Sebbene la numerosità delle rilevazioni non ci consenta di giungere ancora ad alcuna conclusione rispetto ai possibili rischi correlati alle infezioni da VRE, i dati a disposizione sono sufficienti a sottolineare fin d’ora l’importanza di prevenire queste infezioni, soprattutto nei soggetti ospedalizzati. Gli strumenti a disposizione per il controllo di queste infezioni in ambiente nosocomiale sono riconducibili essenzialmente a un uso più prudente della vancomicina sia nella profilassi che nella terapia e alla messa in atto di misure di controllo finalizzate a evitare la trasmissione persona-persona e la contaminazione ambientale.

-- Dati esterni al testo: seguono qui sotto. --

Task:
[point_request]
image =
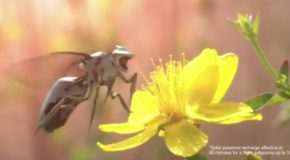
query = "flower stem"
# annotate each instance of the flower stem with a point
(260, 54)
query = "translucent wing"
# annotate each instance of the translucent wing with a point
(39, 73)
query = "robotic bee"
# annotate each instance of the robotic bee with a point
(100, 69)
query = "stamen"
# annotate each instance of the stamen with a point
(183, 58)
(144, 77)
(152, 62)
(161, 63)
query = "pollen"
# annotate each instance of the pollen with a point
(168, 86)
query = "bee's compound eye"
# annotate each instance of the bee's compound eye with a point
(123, 62)
(82, 66)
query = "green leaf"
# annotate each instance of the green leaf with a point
(256, 24)
(259, 101)
(278, 98)
(267, 99)
(197, 156)
(283, 77)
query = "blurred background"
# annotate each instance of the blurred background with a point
(150, 29)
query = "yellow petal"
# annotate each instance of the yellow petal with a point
(227, 69)
(138, 139)
(184, 139)
(201, 77)
(223, 113)
(122, 128)
(144, 106)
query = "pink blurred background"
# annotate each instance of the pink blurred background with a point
(151, 29)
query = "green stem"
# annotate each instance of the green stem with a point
(259, 52)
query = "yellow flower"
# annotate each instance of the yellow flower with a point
(181, 97)
(252, 156)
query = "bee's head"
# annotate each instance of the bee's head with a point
(121, 56)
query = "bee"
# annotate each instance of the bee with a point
(99, 69)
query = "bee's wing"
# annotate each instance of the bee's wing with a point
(39, 73)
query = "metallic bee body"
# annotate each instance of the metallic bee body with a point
(100, 69)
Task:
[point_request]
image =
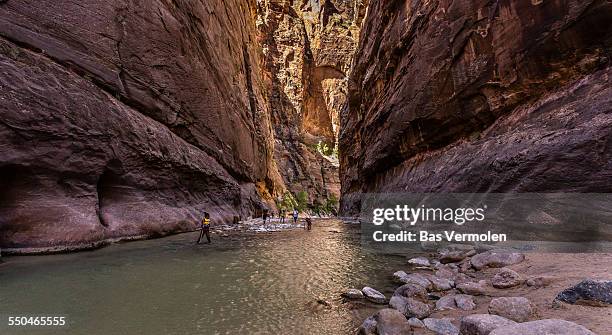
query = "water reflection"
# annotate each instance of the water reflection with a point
(285, 282)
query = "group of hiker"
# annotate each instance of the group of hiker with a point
(205, 223)
(281, 214)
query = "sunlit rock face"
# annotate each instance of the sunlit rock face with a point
(479, 96)
(124, 118)
(308, 47)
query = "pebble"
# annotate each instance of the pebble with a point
(416, 323)
(441, 326)
(440, 284)
(518, 309)
(410, 307)
(483, 324)
(353, 294)
(497, 258)
(391, 322)
(540, 327)
(588, 292)
(412, 291)
(416, 278)
(373, 295)
(419, 261)
(506, 278)
(446, 303)
(473, 288)
(539, 281)
(465, 302)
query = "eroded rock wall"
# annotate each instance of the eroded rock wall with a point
(479, 96)
(308, 47)
(128, 118)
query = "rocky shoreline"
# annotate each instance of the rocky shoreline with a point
(242, 228)
(480, 291)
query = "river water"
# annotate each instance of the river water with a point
(265, 283)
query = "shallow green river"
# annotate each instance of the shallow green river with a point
(268, 283)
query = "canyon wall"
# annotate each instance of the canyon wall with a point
(126, 119)
(479, 96)
(308, 47)
(129, 118)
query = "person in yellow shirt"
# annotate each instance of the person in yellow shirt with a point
(205, 227)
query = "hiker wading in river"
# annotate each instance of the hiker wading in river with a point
(295, 216)
(205, 227)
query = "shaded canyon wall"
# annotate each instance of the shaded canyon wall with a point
(308, 47)
(479, 96)
(129, 118)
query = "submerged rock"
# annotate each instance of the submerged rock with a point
(412, 291)
(539, 281)
(446, 303)
(391, 322)
(496, 259)
(506, 278)
(543, 327)
(353, 294)
(418, 279)
(473, 288)
(588, 292)
(368, 327)
(441, 326)
(465, 302)
(416, 323)
(440, 284)
(373, 295)
(483, 324)
(410, 307)
(518, 309)
(419, 261)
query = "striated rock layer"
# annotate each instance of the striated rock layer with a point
(308, 48)
(129, 118)
(479, 96)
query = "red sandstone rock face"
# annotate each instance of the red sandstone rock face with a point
(128, 118)
(308, 47)
(480, 96)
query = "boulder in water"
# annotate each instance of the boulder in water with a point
(412, 291)
(588, 292)
(410, 307)
(498, 258)
(419, 261)
(518, 309)
(373, 295)
(391, 322)
(506, 278)
(473, 288)
(541, 327)
(483, 324)
(465, 302)
(441, 326)
(353, 294)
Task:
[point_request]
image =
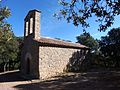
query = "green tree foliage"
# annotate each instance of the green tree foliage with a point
(8, 43)
(88, 40)
(79, 11)
(110, 48)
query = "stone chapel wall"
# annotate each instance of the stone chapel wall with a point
(54, 60)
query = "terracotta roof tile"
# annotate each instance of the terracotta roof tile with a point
(60, 43)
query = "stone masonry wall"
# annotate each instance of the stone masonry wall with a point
(53, 60)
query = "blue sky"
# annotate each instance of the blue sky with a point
(50, 26)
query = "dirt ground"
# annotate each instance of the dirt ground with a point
(104, 80)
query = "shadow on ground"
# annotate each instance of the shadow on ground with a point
(12, 76)
(85, 81)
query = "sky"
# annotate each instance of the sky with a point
(50, 26)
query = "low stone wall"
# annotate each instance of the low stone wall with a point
(54, 60)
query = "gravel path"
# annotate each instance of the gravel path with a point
(109, 80)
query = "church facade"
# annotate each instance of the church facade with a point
(46, 57)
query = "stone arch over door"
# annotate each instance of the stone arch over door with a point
(28, 59)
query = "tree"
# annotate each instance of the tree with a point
(88, 40)
(110, 48)
(79, 11)
(8, 42)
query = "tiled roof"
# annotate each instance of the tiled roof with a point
(59, 43)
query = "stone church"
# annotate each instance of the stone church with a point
(46, 57)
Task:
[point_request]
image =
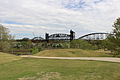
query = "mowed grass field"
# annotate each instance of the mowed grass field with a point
(74, 53)
(17, 68)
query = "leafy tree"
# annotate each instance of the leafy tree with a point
(81, 44)
(113, 40)
(5, 38)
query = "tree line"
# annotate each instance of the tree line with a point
(111, 43)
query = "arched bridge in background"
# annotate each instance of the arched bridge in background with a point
(68, 37)
(94, 36)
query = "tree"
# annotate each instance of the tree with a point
(113, 40)
(81, 44)
(4, 39)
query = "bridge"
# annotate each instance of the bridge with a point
(70, 37)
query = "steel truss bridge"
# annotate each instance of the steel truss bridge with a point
(70, 37)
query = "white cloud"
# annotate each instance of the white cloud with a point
(41, 16)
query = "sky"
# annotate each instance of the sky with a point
(29, 18)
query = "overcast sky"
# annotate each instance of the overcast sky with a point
(29, 18)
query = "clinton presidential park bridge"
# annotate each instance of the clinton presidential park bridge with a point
(68, 37)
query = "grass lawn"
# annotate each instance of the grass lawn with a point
(45, 69)
(73, 53)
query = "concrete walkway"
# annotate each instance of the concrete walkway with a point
(110, 59)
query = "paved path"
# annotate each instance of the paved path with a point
(110, 59)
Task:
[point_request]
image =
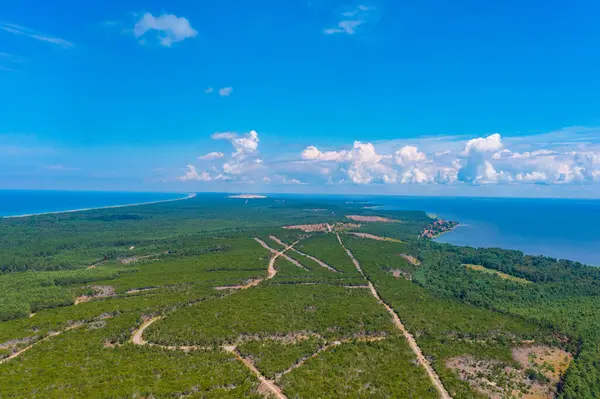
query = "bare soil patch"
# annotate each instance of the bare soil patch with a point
(374, 237)
(247, 196)
(320, 262)
(100, 291)
(324, 227)
(537, 378)
(397, 273)
(505, 276)
(360, 218)
(411, 259)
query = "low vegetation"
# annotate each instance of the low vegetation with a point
(75, 287)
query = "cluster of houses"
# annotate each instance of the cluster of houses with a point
(438, 227)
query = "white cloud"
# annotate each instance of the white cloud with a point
(192, 174)
(408, 155)
(211, 156)
(488, 160)
(23, 31)
(347, 26)
(170, 28)
(242, 164)
(225, 91)
(483, 160)
(491, 143)
(351, 20)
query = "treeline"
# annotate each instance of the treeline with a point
(564, 297)
(24, 293)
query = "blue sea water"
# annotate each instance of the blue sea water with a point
(26, 202)
(560, 228)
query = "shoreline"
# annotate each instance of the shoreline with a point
(189, 196)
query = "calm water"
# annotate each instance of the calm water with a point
(22, 202)
(561, 228)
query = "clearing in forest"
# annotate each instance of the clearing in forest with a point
(505, 276)
(541, 368)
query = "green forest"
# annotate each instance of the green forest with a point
(215, 297)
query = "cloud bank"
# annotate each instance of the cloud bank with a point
(168, 28)
(487, 160)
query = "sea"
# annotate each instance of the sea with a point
(28, 202)
(560, 228)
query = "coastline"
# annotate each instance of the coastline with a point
(189, 196)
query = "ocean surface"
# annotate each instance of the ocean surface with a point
(25, 202)
(560, 228)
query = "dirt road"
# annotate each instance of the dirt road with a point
(435, 379)
(265, 384)
(320, 262)
(272, 271)
(137, 337)
(374, 237)
(47, 337)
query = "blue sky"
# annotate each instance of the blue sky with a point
(428, 97)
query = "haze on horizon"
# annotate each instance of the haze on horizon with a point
(320, 96)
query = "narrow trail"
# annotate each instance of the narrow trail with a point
(265, 384)
(319, 261)
(276, 254)
(325, 348)
(374, 237)
(46, 338)
(435, 379)
(137, 337)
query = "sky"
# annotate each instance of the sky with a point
(308, 96)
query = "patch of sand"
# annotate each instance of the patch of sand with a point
(320, 262)
(374, 237)
(138, 290)
(360, 218)
(397, 273)
(505, 276)
(537, 378)
(323, 227)
(247, 196)
(100, 291)
(411, 259)
(435, 379)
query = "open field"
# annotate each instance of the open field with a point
(213, 297)
(505, 276)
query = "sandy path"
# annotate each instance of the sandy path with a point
(325, 348)
(272, 271)
(251, 283)
(435, 379)
(374, 237)
(137, 337)
(265, 384)
(47, 337)
(320, 262)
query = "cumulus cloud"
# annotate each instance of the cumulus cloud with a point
(192, 174)
(242, 164)
(487, 160)
(169, 28)
(478, 153)
(350, 20)
(211, 156)
(409, 154)
(483, 160)
(225, 91)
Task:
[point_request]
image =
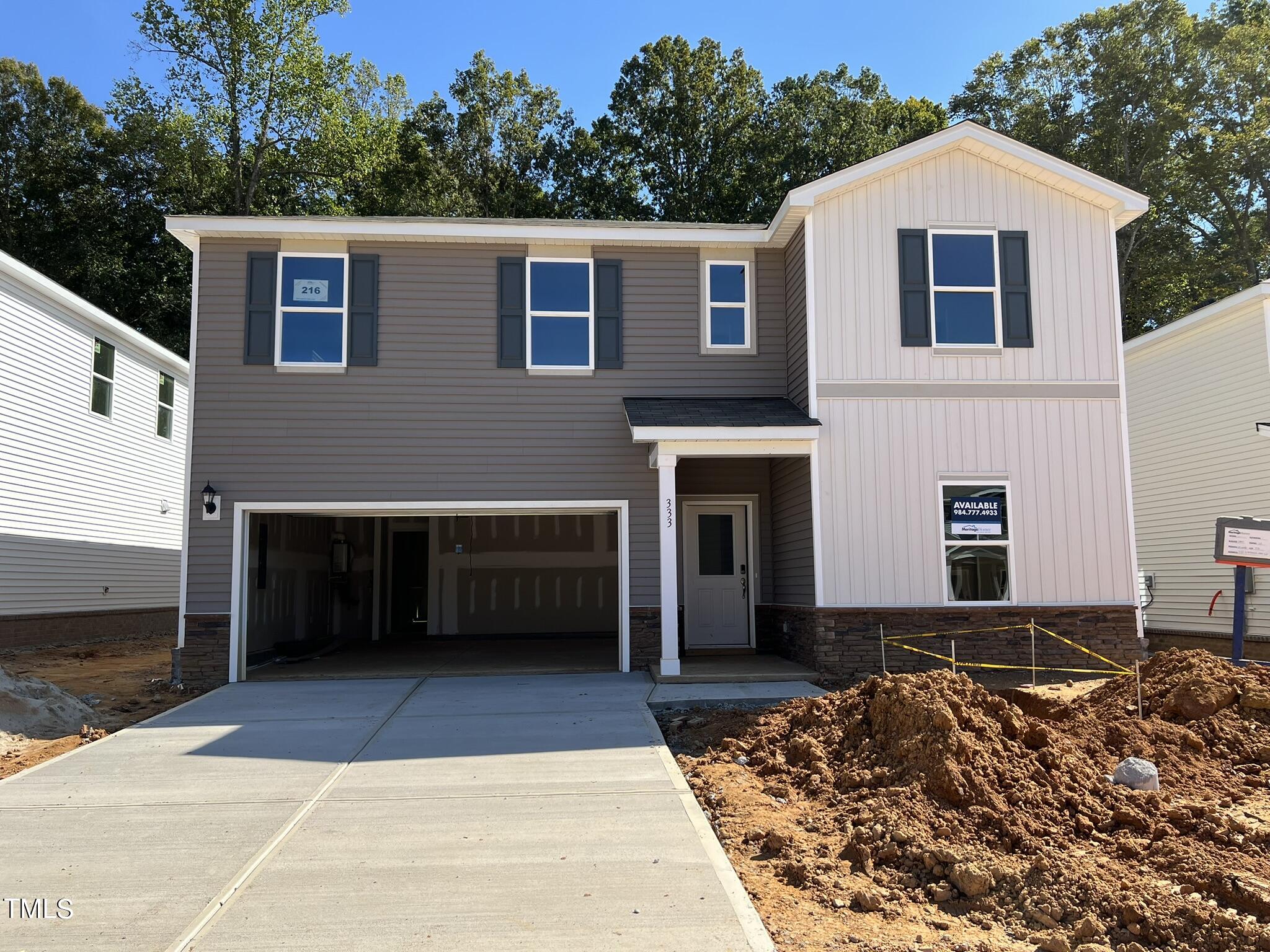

Questi interventi si realizzano attraverso l’isolamento dei pazienti infetti o colonizzati da VRE, in modo da evitare che il personale assista contemporaneamente pazienti colonizzati da VRE e non-colonizzati. È opportuno, inoltre, intensificare l’uso di misure di protezione personali, come guanti e camici, da sostituire sempre dopo il contatto con pazienti a rischio, attraverso un attento trattamento della biancheria e del materiale infetto e attraverso una scrupolosa pulizia e disinfezione delle superfici e della strumentazione medica (6).

 

Riferimenti bibliografici

1.Commissione delle Comunità Europee. Raccomandazione del Consiglio del 15 novembre 2001 sull’uso prudente degli agenti antimicrobici nella medicina umana. GUCE del 5.2.2002 L34/13.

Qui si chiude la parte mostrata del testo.